Na década de 1940, Copacabana vivia um boom imobiliário. Era o destino da elite carioca e os prédios tinham arquitetura em estilo art déco, com detalhes dourados, mármore e metal. Os bunkers eram mais um atrativo de luxo, aparecendo em anúncios junto a atributos como salas espaçosas, banheiros ingleses e "garage". O edifício Menescal, por exemplo, foi promovido com a frase: "uma garage para 70 carros e o maior abrigo antiaéreo já aprovado pelo Serviço Nacional de Defesa Civil".
Além de estruturas reforçadas em concreto, os manuais da época ensinavam os cidadãos a construírem trincheiras em seus quintais. O coronel Orozimbo Martins Pereira, chefe do serviço, reforçava em seu livro Alerta! que a população não deveria esperar tudo do governo, mas colaborar com sua própria proteção.

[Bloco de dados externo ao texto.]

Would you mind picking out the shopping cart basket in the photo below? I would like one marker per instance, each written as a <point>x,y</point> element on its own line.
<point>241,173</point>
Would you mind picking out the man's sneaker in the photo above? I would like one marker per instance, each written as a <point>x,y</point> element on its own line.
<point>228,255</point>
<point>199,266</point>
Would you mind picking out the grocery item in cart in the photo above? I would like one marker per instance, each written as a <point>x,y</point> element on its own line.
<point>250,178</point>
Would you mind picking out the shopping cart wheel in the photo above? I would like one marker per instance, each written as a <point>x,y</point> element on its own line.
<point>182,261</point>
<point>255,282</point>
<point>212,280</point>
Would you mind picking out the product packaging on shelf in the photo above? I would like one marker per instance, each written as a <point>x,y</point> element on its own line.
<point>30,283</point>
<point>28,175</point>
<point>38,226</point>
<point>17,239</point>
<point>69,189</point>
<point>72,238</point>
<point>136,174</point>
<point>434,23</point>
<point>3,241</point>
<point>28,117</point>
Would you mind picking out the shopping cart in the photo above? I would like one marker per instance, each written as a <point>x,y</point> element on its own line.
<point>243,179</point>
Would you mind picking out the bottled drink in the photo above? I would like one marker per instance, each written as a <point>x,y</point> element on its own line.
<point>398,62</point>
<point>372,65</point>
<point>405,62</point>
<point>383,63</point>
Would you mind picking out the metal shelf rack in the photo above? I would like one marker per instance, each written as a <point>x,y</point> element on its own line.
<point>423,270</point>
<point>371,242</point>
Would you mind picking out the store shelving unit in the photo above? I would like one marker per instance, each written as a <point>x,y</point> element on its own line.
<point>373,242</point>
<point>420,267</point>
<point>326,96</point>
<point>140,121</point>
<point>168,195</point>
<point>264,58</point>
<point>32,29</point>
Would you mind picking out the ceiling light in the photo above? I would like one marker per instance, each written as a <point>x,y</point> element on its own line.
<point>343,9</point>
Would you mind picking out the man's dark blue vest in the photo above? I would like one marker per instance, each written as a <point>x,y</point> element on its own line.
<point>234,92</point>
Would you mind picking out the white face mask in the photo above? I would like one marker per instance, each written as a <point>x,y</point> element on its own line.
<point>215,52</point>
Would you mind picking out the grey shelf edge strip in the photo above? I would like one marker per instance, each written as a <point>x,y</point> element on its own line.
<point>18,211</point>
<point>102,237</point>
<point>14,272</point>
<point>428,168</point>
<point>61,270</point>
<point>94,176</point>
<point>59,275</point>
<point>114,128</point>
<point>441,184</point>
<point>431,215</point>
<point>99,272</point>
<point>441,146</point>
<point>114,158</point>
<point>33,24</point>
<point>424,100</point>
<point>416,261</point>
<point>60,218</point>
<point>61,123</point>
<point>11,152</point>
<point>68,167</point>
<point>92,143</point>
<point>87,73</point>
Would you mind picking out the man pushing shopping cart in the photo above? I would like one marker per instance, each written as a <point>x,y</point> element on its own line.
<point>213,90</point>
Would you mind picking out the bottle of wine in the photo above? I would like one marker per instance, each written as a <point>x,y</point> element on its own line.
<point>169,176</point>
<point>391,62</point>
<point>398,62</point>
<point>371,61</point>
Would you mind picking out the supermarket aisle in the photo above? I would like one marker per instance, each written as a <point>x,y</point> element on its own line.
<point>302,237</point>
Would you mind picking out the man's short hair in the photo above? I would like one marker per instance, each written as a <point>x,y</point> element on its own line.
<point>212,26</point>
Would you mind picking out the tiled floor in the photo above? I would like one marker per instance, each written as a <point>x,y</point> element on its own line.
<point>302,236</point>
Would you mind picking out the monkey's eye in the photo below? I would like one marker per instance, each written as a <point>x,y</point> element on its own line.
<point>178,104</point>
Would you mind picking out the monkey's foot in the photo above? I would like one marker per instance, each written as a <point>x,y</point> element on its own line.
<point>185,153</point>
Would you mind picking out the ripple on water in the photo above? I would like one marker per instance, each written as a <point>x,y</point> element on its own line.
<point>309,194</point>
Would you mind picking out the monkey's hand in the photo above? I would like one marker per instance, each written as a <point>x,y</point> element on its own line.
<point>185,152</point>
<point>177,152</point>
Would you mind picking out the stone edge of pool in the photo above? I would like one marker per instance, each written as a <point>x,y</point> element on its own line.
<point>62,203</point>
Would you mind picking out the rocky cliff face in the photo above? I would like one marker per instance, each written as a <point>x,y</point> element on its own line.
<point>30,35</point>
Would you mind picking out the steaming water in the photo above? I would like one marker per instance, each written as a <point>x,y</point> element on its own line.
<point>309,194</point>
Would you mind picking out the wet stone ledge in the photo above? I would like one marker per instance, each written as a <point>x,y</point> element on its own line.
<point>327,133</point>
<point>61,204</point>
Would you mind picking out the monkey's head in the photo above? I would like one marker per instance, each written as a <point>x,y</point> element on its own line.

Durante os passeios realizados por Cavallero, muitos participantes se surpreendiam ao saber da existência desses espaços. A jornalista Fernanda Castelo Branco, por exemplo, que já havia visitado bunkers europeus, confessou nunca imaginar que o Rio tivesse estruturas semelhantes. Já Miguel Doldan, membro de um grupo de reencenação histórica da Segunda Guerra, afirmou que ver os prédios sob outra perspectiva o aproximou das experiências vividas por quem enfrentou o conflito.
O interesse pelo tema cresceu após um vídeo sobre o tour viralizar no TikTok. Desde então, Cavallero passou a receber mensagens de moradores oferecendo acesso aos subsolos de seus prédios e informando endereços ainda não mapeados.
Hoje vivendo em Berlim, onde trabalha com modelagem 3D de edificações e documentação de patrimônio, Cavallero continua sua pesquisa com apoio popular e do gabinete do vereador Flávio Valle. Recentemente, uma moradora do Flamengo enviou-lhe uma imagem de uma placa que dizia: "Abrigo antiaéreo adaptado para garagem em 1949", ao lado de fotos de aviões da guerra.
"Gostaria que todos os subsolos tivessem ao menos um registro visual dessa história", diz ela.
Para a arquiteta, dar visibilidade a esses vestígios é uma maneira de manter viva a memória da Segunda Guerra Mundial, do combate ao fascismo e da ditadura Vargas, evitando que esse passado desapareça da consciência coletiva.